We know the CO2 concentration in the atmosphere accelerated from 400 ppm in 2013 to 415 ppm recorded in 2019. That is an approximately 6 year interval for a per year change in concentration of :

(415 ppm - 400 ppm)  / 6 yr  =   15 ppm / 6 yr  =  2.5 ppm/  yr.

This was 25 % higher than the previous average rate of increase, i.e. 2.0 ppm/ yr. Given we know that every increase in CO2 concentration by 2 ppm increases the radiative heating effect by 2 W/ m2,  we also know that the associated radiative heating is now significantly higher.  The rate of increase the past 2 years has been even more dramatic, e.g.

419 ppm - 409.8 ppm)  / 2 yr  =   9.2 ppm / 2 yr  =  4.6 ppm/  yr.

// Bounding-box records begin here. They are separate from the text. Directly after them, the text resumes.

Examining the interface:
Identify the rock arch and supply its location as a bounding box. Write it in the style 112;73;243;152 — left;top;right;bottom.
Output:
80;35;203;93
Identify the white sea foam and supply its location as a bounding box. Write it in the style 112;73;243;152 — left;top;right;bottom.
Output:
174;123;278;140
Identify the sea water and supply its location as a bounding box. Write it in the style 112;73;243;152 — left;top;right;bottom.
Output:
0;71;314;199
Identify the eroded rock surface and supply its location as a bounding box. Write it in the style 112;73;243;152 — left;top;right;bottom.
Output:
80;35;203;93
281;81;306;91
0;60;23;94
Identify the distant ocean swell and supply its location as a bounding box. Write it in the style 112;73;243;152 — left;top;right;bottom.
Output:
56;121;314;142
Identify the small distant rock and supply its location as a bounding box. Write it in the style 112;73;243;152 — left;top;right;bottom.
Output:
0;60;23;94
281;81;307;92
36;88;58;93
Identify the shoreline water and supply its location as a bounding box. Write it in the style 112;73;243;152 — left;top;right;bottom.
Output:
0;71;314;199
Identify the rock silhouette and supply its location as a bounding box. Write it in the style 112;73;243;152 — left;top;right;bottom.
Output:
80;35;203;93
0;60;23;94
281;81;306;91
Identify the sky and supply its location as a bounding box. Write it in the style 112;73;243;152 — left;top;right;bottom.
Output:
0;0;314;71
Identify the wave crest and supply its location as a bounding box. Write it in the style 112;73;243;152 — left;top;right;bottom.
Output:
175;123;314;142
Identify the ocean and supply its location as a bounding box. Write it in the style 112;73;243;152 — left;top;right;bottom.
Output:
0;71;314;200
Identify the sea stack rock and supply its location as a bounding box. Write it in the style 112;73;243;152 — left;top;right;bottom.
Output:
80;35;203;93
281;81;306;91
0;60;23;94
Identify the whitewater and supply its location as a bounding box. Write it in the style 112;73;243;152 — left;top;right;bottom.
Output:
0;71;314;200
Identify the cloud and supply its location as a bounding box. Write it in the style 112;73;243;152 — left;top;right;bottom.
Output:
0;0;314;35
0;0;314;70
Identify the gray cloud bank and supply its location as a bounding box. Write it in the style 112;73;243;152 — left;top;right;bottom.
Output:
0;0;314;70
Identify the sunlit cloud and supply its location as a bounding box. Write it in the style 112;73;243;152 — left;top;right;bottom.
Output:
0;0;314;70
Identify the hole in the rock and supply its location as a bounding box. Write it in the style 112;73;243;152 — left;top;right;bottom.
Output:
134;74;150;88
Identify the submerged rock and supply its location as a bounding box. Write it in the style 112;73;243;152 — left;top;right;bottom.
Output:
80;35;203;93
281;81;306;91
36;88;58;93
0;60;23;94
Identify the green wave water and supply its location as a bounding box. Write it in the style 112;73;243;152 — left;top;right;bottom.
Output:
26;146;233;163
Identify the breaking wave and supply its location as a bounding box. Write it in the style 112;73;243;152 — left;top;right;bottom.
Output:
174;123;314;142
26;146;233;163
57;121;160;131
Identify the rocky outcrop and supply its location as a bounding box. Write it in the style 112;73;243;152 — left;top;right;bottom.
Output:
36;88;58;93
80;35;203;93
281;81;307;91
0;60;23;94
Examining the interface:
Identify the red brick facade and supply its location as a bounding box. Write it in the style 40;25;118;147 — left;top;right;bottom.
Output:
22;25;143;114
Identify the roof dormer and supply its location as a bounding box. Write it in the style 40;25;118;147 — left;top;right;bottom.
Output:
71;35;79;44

This jump can likely explain the mega drought in the West now as well as the sizzling temperatures in much of the nation.  In the words of one ABC meteorologist, Rob Marciano,  last night: "This is climate change's punch in the face."  Indeed.  While it is true that  there is a yearly rise and fall   in CO2 concentration and May is usually the peak month for atmospheric CO2, we have also seen each yearly peak is inexorably higher than the last one.  This behavior has been noted for decades and hearkens back to the well -known Keeling curve.  (See graphic)

The current levels of atmospheric CO2 are likely comparable to those seen during the Pliocene era, 4.1 million to 4.5 million years ago, according to the Scripps researchers. While that period is not a perfect guide to what would happen today, it can provide some clues. By analyzing ice cores and ocean sediments, researchers have determined that temperatures during that time were nearly 4 degrees Celsius (7 degrees Fahrenheit) higher than in the modern preindustrial era and that sea levels were about 78 feet higher than today.   

The takeaway is ominous and points to the approach to a new system instability - or new "global minimum" for climate - first articulated by Prof. Gunther Weller of the Geophysical Institute. Prof. Weller invoked the "cusp catastrophe" and how even a minute change in a control parameter (say CO2 concentration) can alter a state.   Let the latter then be governed by a potential V(x,c) with c the control parameter and described by a point x Î  R n    that minimizes the potential. Changing external conditions - say pumping out more CO2 into the atmosphere  - changes the values of the control parameter c and that in turn changes the shape of the potential V(x,c).   

As the shape of the potential V(x,c) changes the original global minimum becomes metastable or even disappears.   I believe we are at such a metastable point now with the concentration having jumped by 4.6 ppm/ yr. in just 2 years.   The danger then is the global climate system being knocked into instability and assuming a new global minimum leading to a planet with even more hostile conditions.  (In this case like the Pliocene era.)  If I am correct this summer ought to see blistering heat waves, monster storms, and intense (Cat 4,5)  hurricanes. 

On an ending note of good news, Canada’s TC Energy Corp. TRP 0.59% and the Alberta provincial government said Wednesday they would scuttle the Keystone XL oil pipeline project, bringing to an end a yearslong controversy over an effort to pipe more Canadian crude to the U.S.  The decision had been expected after President Biden used his first day in office to revoke a key permit for the pipeline to cross the country’s northern border, shutting down construction.